Pasalnya, jika menurut Head of Agrement (HoA) tanggal 28 September 2020 yang ditanda tangani oleh Kepala SKK Migas Dwi Sucipto dengan President Director PT Chevron Pasifik Indonesia Albert Simanjuntak di kantor SKK Migas, setelah PT CPI menyetorkan sejumlah dana USD 265 juta dari hasil liftinf minyak di escrow account SKK Migas sesuai split bagi hasil 88 : 12 (GOI : CPI), maka HoA telah membebaskan PT CPI dari segala kewajiban atas pemulihan limbah jutaan TTM B3 di blok Rokan.
“Adapun nilai kewajiban PT CPI sebesar itupun sejak awal sangat kami persoalkan, mengingat perhitungan dari hasil audit lingkungan oleh Menteri LHK Siti Nurbaya, diperoleh volume limbah TTM B3 sekitar lebih dari 6 juta meter kubik, diluar puluhan fasilitas produksi yang harus dipulihkan oleh PT CPI, sesuai perintah PTK 040/2018/SO turunan dari Permen ESDM nomor 15 Tahun 2018 tentang Kegiatan Paska operasi,” kata Yusri.
Menteri LHK sejak digugat oleh Lembaga Pencegah Perusak Hutan Indonesia (LPPHI) pada 6 Juli 2021 di PN Pekanbaru dan Kementerian LHK sebagai Tergugat 3, hingga saat ini tampaknya sengaja menyembunyikan hasil audit lingkungan blok Rokan, meskipun berdasarkan perintah UU PPLH nmr 32 Tahun 2009 di Pasal 50, Menteri LHK wajib membuka ke publik.

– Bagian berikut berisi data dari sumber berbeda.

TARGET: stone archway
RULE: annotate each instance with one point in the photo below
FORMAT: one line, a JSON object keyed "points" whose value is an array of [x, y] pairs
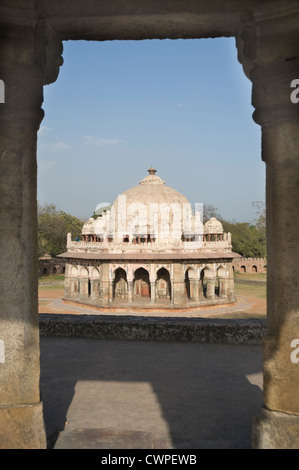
{"points": [[120, 284], [141, 284], [267, 43], [163, 285]]}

“Sehingga penyembunyian hasil audit lingkungan menimbulkan tanda tanya besar ada apa,” ucapnya.
Mengingat, (Request For Infotmation) RFI yang diterbitkan oleh PT PHR untuk seleksi rekanan yang akan ditunjuk sebagai calon pelaksana pemulihan limbah, dari banyak item kegiatan di RFI, ada kebutuhan perusahaan dengan keahlian deliniasi.
“Sehingga kami mencurigai volume hasil audit lingkungan yang dijadikan dasar HoA antara SKK Migas dengan PT CPI atas dasar tebak tebak soal volume limbahnya, jika benar ini berbahaya dan berpontesi merugikan negara,” ucapnya lagi.
Perlu diketahui, penanda tanganan HoA saat itu antara SKK Migas dengan PT CPI, disaksikan juga oleh Menko Marves Luhut Binsar Panjaitan dan Menteri ESDM Arifin Tasrif serta Dirjen PSLB3 KLHK Vivien Rosa Ratnawati.
“Nah, jika kemudian Dirjen PSLB3 Vivien Rosa Ratnawati telah ditunjuk oleh Direksi Pertamina jadi Komisaris Utama PT Pertamina Hulu Rokan, namun dia tidak mampu mempercantik lingkungan blok Rokan, hanya mampu mempercantik dirinya sendiri, apa tidak semberono penunjukan ini?. Oleh sebab itu, jika SKK Migas dan KLHK tidak mau disebut kompak ingin mempermalukan Presiden Jokowi, segera buat surat ke Menteri BUMN dan Dewan Direksi Pertamina untuk mengevaluasi direksi PT PHR,” pungkasnya.